Should I use mutable or immutable containers for agent based models in Julia?

By: Blog by Bogumił Kamiński

Re-posted from: https://bkamins.github.io/julialang/2020/10/16/gctime.html

Introduction

It is a well known performance recommendation in the Julia language that
avoiding allocations matters and using immutable objects is a good practice. In
this post, in the context of creation of agent based models, I want to show two
examples of a toy codes that highlight the key aspects of this issue.

All the examples are tested under Julia 1.5.2. The Setfield.jl package version
used is 0.7.

Avoiding allocations

Consider the following code:

using Statistics

struct AgentI
    loc::Int
end

mutable struct AgentM
    loc::Int
end

fI(n) = mean(x -> x.loc, [AgentI(i) for i in 1:n])
fM(n) = mean(x -> x.loc, [AgentM(i) for i in 1:n])

The only difference between functions fI and fM is that they respectively
work on immutable and mutable objects. I use mean for aggeration to make sure
that the compiler does not optimize out too much.

Let us benchmark these codes:

julia> fI(1); fM(1); GC.gc(); # force compilation and collect garbage

julia> @time fI(10^8)
  0.385592 seconds (2 allocations: 762.940 MiB, 0.73% gc time)
5.00000005e7

julia> @time GC.gc()
  0.091111 seconds, 100.00% gc time

julia> @time fM(10^8)
  3.498990 seconds (100.00 M allocations: 2.235 GiB, 60.79% gc time)
5.00000005e7

julia> @time GC.gc()
  0.295949 seconds, 100.00% gc time

We see that working with mutable objects was ten times slower and also
it lead to a higher garbage collection cost after fM terminated.
In particular note that over 60% of run time of fM was spent on garbage
collection.

The reason is the following. Allocating objects has three costs:

  • cost of actual allocation
  • cost of having to store and use object references instead of objects directly
    in the container
  • cost of cleaning-up (i.e. running garbage collector that frees unused memory)

The cost of data movement

A huge advantage of mutable objects is, well, that they are mutable. This makes
it simple to update only their selected fields. One might wonder if the cost
of having to create the immutable object anew each time in such cases is important.
Let us investigate. First we set up our experiment:

using Statistics
using Setfield

struct Agent2I
    loc::Int
    junk::NTuple{100, Int}
end

mutable struct Agent2M
    loc::Int
    junk::NTuple{100, Int}
end

const REF_TUP = ntuple(i -> 0, 100)

function gI(n)
    x = [Agent2I(i, REF_TUP) for i in 1:n]
    for i in 1:n
        xi = x[i]
        x[i] = @set xi.loc += 1
    end
    return mean(x -> x.loc, x)
end

function gM(n)
    x = [Agent2M(i, REF_TUP) for i in 1:n]
    for i in 1:n
        x[i].loc += 1
    end
    return mean(x -> x.loc, x)
end

Note that we used REF_TUP to make the Agent2I object have a larger memory
footprint. The size of agent state I used is usually more than enough in
practice. As you can see in the code the Setfield.jl package makes it easy to
update only selected field of an immutable object using the @set macro.
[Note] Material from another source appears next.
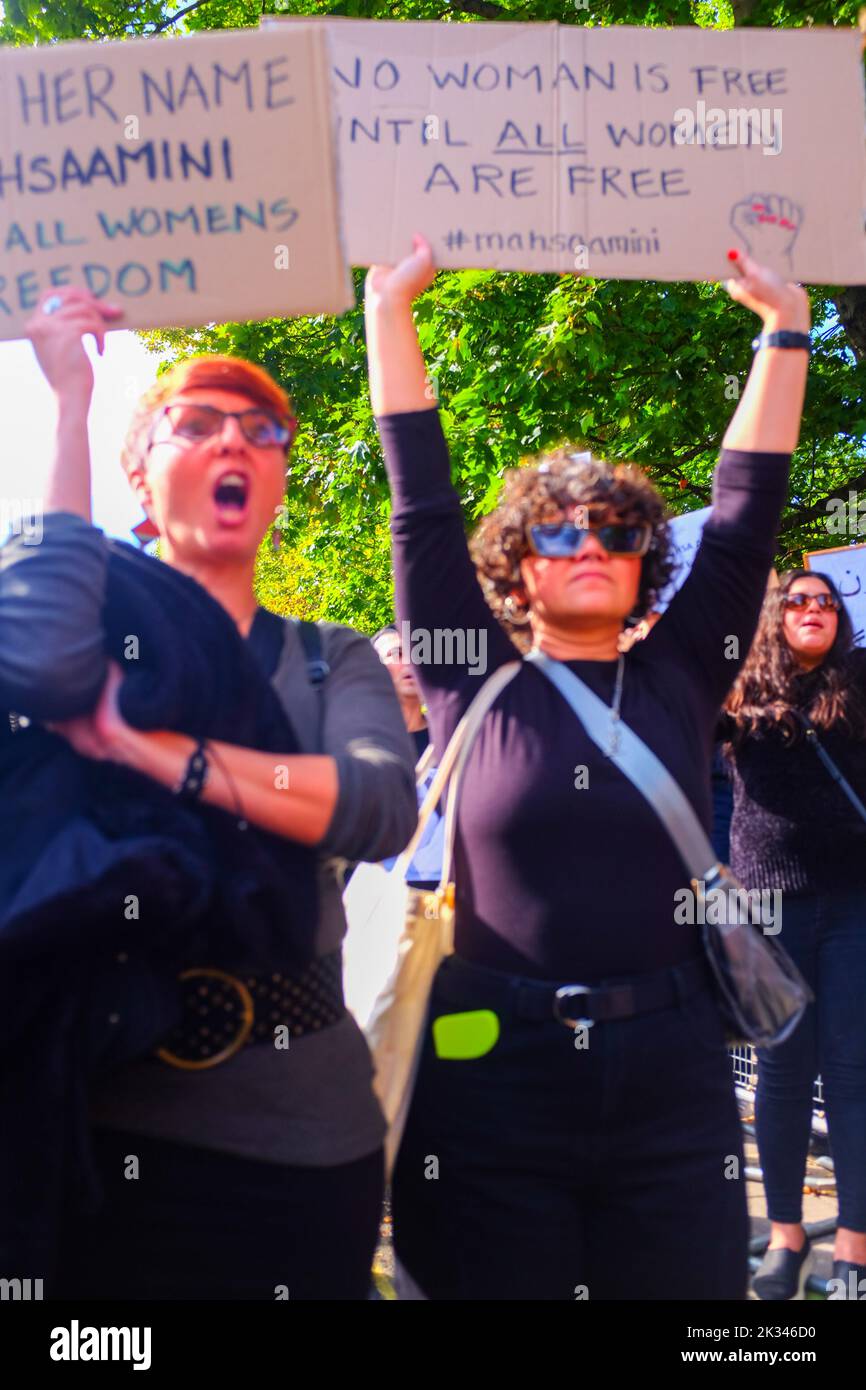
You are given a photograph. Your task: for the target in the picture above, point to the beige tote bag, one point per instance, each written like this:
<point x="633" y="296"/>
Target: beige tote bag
<point x="398" y="936"/>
It is time to start benchmarking:

julia> gI(1); gM(1); GC.gc();

julia> @time gI(10^7)
  2.714677 seconds (2 allocations: 7.525 GiB, 0.10% gc time)
5.0000015e6

julia> @time GC.gc()
  0.277477 seconds, 100.00% gc time

julia> @time gM(10^7)
  7.287978 seconds (10.00 M allocations: 7.674 GiB, 59.53% gc time)
5.0000015e6

julia> @time GC.gc()
  0.965113 seconds, 100.00% gc time

So as you can see the time difference has narrowed down, but still the immutable
code is faster.

Conclusions

In general working with mutable code is easier than working with immutable code.
However, if you are working with performance critical code, avoiding using
mutable objects is one of the first recommendations to consider when trying to
optimize it. Also Setfield.jl (and upcoming Accessors.jl) make working with
immutable objects relatively smooth.